Individual human genomes are diploid in nature, with half of the homologous chromosomes derived from each parent. The context in which variations occur on each individual chromosome has profound effects on the action and clinical importance of the genes on it, but this “haplotype” information has been mostly ignored in genomics research to date. A wealth of new data released from the Personal Genome Project via a new Data Note helps fill this gap by releasing the largest set of high coverage whole human genome assemblies with experimentally determined haplotypes to date.
Open data is a critical component of the scientific method, but genomes are both identifiable and predictive. As a result, most studies choose to withhold data from participants and restrict access to researchers, hampering the connections and sample sizes needed for precision medicine to work (see our previous blog covering this). The Personal Genome Project (PGP) has pioneered using detailed and portable “open consent” procedures to move beyond these restrictions for the greater good, using volunteers willing to donate diverse personal information to become a public resource. Founded by George Church of Harvard Medical School, and spawning a network of regional offshoots such as PGP UK (founded by our editorial board member Stephan Beck), PGP aims to produce a unique resource for humans, providing open access to genes, environments and traits. Starting with George being their first personal genomics volunteer (see #PGP1’s profile here) they now have over 5,000 registered users that have passed the “open consent” procedure and have started updating diverse phenotypic information.
Complete Genomics (a subsidiary of our co-publishers BGI), and the PGP today publish a Data Note releasing and describing of over 100 individual whole genome sequences with experimental haplotype phasing. This set of personal genomics data was generated using Complete Genomics Long Fragment Read (LFR) technology and represents the largest set of high coverage whole human genome assemblies with comprehensive experimentally determined haplotypes.
“The vast majority of genomic data that has been generated to date is without experimentally derived haplotypes” explained Dr. Brock Peters, Senior Director of Research and project leader for Complete Genomics. “This represents a very unique set of data that is freely available for anyone to use through open access data publication.” A total of 184 individuals, recruited by the PGP, took part in the project. Each individual consented to have their identity, their genome, and their phenotype data made freely and publicly available. Blood samples were collected by the PGP team and sent to Complete Genomics for DNA isolation, LFR library generation, and whole genome sequencing. Currently 114 genome assemblies are available with the remaining 70 expected to be released in the coming few months after the sign off of the donors.

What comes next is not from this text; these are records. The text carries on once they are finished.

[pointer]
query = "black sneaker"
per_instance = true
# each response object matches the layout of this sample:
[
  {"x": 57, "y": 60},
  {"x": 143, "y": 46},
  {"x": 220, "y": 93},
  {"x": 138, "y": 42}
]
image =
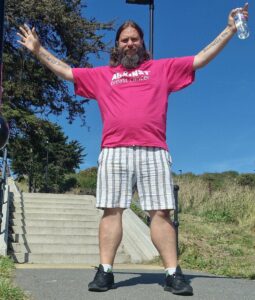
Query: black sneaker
[
  {"x": 102, "y": 282},
  {"x": 177, "y": 284}
]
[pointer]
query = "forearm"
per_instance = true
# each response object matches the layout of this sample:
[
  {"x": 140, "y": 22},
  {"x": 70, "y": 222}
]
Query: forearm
[
  {"x": 58, "y": 67},
  {"x": 209, "y": 52}
]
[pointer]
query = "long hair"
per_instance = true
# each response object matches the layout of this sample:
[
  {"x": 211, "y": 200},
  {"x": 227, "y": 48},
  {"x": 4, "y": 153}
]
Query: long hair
[{"x": 114, "y": 54}]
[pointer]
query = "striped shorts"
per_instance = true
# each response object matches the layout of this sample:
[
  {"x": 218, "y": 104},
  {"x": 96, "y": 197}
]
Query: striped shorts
[{"x": 122, "y": 170}]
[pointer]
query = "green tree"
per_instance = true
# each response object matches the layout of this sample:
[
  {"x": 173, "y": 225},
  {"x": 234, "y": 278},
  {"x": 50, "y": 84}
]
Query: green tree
[
  {"x": 32, "y": 92},
  {"x": 30, "y": 87},
  {"x": 45, "y": 156}
]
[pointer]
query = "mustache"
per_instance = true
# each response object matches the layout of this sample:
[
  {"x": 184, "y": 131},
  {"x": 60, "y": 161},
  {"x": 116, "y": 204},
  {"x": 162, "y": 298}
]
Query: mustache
[{"x": 119, "y": 56}]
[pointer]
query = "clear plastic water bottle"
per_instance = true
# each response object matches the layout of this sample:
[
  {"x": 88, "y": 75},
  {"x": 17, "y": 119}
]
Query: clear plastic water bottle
[{"x": 241, "y": 25}]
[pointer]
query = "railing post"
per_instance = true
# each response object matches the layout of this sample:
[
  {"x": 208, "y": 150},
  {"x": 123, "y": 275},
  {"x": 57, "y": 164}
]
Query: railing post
[{"x": 4, "y": 209}]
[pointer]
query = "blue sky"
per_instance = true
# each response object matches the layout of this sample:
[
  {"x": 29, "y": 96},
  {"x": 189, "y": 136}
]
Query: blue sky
[{"x": 211, "y": 124}]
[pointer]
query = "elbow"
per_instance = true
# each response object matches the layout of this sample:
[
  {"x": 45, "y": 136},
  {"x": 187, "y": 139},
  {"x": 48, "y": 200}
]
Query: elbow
[{"x": 199, "y": 62}]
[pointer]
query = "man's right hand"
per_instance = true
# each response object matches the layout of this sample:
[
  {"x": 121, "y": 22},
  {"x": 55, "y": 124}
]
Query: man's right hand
[{"x": 29, "y": 38}]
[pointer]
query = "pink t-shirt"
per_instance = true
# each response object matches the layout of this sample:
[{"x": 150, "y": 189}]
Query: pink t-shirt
[{"x": 133, "y": 103}]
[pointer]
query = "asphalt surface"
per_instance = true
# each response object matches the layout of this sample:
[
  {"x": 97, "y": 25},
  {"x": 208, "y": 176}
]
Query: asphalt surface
[{"x": 131, "y": 283}]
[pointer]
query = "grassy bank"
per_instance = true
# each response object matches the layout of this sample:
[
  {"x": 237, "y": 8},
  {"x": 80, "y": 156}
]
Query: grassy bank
[
  {"x": 217, "y": 223},
  {"x": 7, "y": 289},
  {"x": 217, "y": 220}
]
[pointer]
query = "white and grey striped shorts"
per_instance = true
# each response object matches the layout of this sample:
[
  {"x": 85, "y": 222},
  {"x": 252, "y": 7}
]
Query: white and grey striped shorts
[{"x": 122, "y": 169}]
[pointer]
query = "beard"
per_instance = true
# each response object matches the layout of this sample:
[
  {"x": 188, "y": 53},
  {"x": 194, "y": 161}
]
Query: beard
[{"x": 131, "y": 61}]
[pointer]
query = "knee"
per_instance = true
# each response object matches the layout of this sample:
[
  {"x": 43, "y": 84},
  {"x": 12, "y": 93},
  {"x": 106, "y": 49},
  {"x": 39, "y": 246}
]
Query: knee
[
  {"x": 161, "y": 214},
  {"x": 113, "y": 212}
]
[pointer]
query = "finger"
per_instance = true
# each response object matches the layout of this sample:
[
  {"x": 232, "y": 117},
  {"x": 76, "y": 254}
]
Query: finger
[
  {"x": 20, "y": 42},
  {"x": 20, "y": 35},
  {"x": 27, "y": 28},
  {"x": 246, "y": 5},
  {"x": 23, "y": 30},
  {"x": 34, "y": 32}
]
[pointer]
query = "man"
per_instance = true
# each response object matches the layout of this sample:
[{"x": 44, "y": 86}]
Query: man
[{"x": 132, "y": 95}]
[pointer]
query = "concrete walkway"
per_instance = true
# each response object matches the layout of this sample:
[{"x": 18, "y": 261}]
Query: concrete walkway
[{"x": 132, "y": 282}]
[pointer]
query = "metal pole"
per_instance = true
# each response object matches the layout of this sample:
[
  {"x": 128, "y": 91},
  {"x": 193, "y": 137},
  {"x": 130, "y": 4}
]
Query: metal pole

“In 2011, we made freely available a set of 69 whole human genome sequence assemblies which quickly became a highly utilized resource and benchmark for the genetics community,” stated Dr. Radoje Drmanac, CSO of Complete Genomics. “We are proud to continue the tradition by releasing this set of experimentally haplotyped whole human genome sequence assemblies. This represents the largest and most accurate set of human haplotypes currently available.” The terabytes of sequencing data and detailed phenotypic information is available from dbGap (phs000905.v1.p1), the PGP website and the GigaScience GigaDB repository (doi:10.5524/100242).
“Combining Complete Genomics’ advanced WGS with the PGP’s informed consent policy which allows for unrestricted access and GigaScience’s open access data publication method enables the full release of a large data set with exceptional scientific value. We expect it will be used by many researchers around the world”, explained Dr. Church.
The technology used to generate this dataset, LFR, was previously described by Complete Genomics in a 2012 Nature publication. In our new publication LFR was again shown to be highly accurate and complete. Each sample was sequenced to 100X coverage allowing for the detection of most variants with high confidence. This allowed for over 98% of heterozygous variants to be placed into long contigs approaching 1 Mb in length. On average, over 85% of haplotypes contained no errors with the majority of the remaining 15% having only a single phasing error.
We encourage use of this data by the academic community and beyond, as George Church says in the above video, empowering the credential less out-of-the-box thinkers who usually would not get access to this type of data. On top of the high quality of this phased data, the large number and politics free and open nature of these datasets will make them a priceless reference in enabling genome-driven precision medicine to succeed.